The Purple Line concept has been under development since 1989, with the state beginning work in earnest in early 2008. The principal opponent to the line — the Columbia Country Club — has dropped its opposition and promised not to bring any lawsuits as a result of a deal to adjust the route.
The Purple Line has faced countless obstacles and defeated them all. Rep. Shuster’s brother now has $20,000 a month of Chevy Chase’s taxpayer dollars to try to come up one the transit line can’t overcome.

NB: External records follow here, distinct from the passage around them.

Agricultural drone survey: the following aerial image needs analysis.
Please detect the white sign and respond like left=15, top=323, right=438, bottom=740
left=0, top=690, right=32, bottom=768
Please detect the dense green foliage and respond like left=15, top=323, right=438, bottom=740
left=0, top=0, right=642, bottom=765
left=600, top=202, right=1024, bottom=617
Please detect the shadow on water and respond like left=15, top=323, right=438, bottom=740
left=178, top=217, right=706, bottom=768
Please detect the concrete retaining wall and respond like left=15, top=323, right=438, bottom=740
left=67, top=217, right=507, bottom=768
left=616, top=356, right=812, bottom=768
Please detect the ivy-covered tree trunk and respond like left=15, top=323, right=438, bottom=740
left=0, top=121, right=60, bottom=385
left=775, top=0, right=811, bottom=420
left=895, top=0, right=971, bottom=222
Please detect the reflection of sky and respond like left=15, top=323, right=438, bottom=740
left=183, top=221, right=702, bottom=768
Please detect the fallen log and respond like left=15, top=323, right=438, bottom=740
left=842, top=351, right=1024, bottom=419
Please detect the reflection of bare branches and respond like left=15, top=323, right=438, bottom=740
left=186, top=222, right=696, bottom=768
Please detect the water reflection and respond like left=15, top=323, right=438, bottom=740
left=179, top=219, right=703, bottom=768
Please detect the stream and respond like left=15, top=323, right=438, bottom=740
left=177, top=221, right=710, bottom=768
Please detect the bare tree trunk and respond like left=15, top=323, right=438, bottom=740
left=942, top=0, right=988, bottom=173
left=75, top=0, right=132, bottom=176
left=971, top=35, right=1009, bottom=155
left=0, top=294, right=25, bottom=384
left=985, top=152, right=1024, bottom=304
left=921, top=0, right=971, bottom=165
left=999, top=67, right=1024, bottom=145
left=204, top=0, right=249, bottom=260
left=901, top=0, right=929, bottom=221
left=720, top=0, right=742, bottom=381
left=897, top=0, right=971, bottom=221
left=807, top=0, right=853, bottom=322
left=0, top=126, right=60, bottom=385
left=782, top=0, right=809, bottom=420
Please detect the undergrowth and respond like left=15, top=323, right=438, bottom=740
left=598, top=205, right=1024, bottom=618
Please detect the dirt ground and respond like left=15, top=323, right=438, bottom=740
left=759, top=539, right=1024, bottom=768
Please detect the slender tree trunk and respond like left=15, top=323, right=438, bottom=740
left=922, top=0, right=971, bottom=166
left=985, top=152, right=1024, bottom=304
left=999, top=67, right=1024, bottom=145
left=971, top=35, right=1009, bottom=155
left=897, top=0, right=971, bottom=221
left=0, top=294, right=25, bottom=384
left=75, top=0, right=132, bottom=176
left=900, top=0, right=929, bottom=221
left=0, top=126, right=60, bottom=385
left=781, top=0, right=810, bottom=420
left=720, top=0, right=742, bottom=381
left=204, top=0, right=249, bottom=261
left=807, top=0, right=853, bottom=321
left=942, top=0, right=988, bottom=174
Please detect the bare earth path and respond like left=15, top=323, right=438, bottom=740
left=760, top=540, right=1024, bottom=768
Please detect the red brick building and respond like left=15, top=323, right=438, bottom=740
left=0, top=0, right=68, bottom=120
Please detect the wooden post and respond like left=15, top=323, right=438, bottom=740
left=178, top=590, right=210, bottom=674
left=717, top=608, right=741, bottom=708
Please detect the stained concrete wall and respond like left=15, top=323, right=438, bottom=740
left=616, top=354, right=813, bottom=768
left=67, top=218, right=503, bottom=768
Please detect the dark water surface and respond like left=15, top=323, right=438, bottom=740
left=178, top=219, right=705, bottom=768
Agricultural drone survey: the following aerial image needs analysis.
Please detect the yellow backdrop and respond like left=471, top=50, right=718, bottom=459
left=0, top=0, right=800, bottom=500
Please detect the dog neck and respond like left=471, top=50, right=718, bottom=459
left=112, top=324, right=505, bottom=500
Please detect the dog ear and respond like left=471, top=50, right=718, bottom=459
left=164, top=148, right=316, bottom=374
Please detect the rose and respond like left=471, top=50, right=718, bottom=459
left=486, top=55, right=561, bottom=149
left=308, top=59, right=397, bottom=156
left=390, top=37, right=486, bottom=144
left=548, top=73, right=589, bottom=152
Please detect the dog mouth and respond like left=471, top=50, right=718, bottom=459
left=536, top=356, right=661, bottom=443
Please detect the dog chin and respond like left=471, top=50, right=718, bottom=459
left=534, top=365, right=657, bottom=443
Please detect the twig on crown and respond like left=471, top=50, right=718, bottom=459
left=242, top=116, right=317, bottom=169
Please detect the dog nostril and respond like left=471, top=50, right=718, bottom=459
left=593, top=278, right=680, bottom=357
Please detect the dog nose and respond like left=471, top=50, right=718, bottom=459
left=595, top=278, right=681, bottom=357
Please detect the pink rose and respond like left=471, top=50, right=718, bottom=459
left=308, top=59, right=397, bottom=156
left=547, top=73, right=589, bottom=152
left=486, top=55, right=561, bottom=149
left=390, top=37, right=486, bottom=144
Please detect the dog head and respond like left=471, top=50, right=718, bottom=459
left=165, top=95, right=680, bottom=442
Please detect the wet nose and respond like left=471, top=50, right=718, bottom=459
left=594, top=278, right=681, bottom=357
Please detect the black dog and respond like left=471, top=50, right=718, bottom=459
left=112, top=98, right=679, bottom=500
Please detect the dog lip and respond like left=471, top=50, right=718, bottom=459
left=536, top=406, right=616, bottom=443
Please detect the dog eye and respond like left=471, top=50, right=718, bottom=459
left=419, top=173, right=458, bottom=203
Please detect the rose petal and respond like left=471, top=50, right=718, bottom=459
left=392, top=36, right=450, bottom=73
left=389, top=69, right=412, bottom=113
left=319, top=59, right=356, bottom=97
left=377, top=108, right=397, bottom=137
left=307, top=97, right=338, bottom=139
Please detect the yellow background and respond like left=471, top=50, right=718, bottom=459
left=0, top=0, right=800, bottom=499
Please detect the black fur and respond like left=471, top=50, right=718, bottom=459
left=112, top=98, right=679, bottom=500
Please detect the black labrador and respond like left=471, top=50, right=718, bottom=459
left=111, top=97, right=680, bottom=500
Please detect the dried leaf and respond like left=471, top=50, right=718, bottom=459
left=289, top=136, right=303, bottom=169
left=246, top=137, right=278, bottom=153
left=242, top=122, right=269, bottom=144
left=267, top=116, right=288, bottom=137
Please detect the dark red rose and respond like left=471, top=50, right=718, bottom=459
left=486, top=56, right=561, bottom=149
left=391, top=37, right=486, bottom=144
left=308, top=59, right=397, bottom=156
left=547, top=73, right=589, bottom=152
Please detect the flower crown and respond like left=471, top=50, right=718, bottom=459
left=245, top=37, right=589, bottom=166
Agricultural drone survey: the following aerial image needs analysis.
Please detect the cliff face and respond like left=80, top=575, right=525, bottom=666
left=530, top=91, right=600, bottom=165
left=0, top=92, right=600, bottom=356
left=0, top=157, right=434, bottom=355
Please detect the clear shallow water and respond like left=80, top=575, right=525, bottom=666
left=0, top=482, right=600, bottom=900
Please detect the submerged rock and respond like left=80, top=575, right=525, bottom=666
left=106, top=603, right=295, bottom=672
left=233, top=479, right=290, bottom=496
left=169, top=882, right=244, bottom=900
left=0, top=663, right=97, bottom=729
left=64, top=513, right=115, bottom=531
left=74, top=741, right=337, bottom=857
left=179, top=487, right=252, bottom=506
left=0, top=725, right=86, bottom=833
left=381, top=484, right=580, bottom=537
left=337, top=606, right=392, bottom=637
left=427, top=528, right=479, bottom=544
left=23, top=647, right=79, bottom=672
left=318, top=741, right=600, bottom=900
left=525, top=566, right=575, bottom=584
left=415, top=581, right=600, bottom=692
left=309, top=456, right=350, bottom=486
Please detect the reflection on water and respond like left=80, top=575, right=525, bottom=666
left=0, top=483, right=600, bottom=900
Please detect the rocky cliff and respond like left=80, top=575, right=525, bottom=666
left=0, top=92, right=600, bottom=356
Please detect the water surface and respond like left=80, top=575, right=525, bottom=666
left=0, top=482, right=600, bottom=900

According to the Washington Post, Chevy Chase hired Robert Shuster’s law firm last month, so far paying a total of $40,000 for two months. The town council is now deciding whether to move from a month-to-month arrangement to an 18-month contract, still for $20,000 a month.
The Post notes that the firm, Buchanan, Ingersoll & Rooney, lists Robert Shuster as one of four lawyers on the project.
No worries, though: Shuster won’t be lobbying. The Post quotes Mayor Pat Burda as saying she didn’t even know about the Shuster connection when she first contacted the law firm, and that the town is focused on the Federal Transit Administration, not Congress. She said it in no uncertain terms: “We’re not lobbying Congress.”
But the pro-Purple Line Action Committee for Transit has found a Congressional lobbying disclosure form from Shuster’s firm that “states explicitly that Shuster and his partners are lobbying the House of Representatives and Senate for the Town of Chevy Chase.” The form says Shuster and two others will be lobbying on urban development, transportation and “government issues.”
“I do not and will not lobby my brother,” Robert Shuster pledged in a statement to the Post. But whether or not Shuster lobbies his brother may be beside the point. A Shuster calling up a member of Congress is going to get his phone call answered, and “in Washington, that’s your first goal,” said Purple Line advocate Tracey Johnstone.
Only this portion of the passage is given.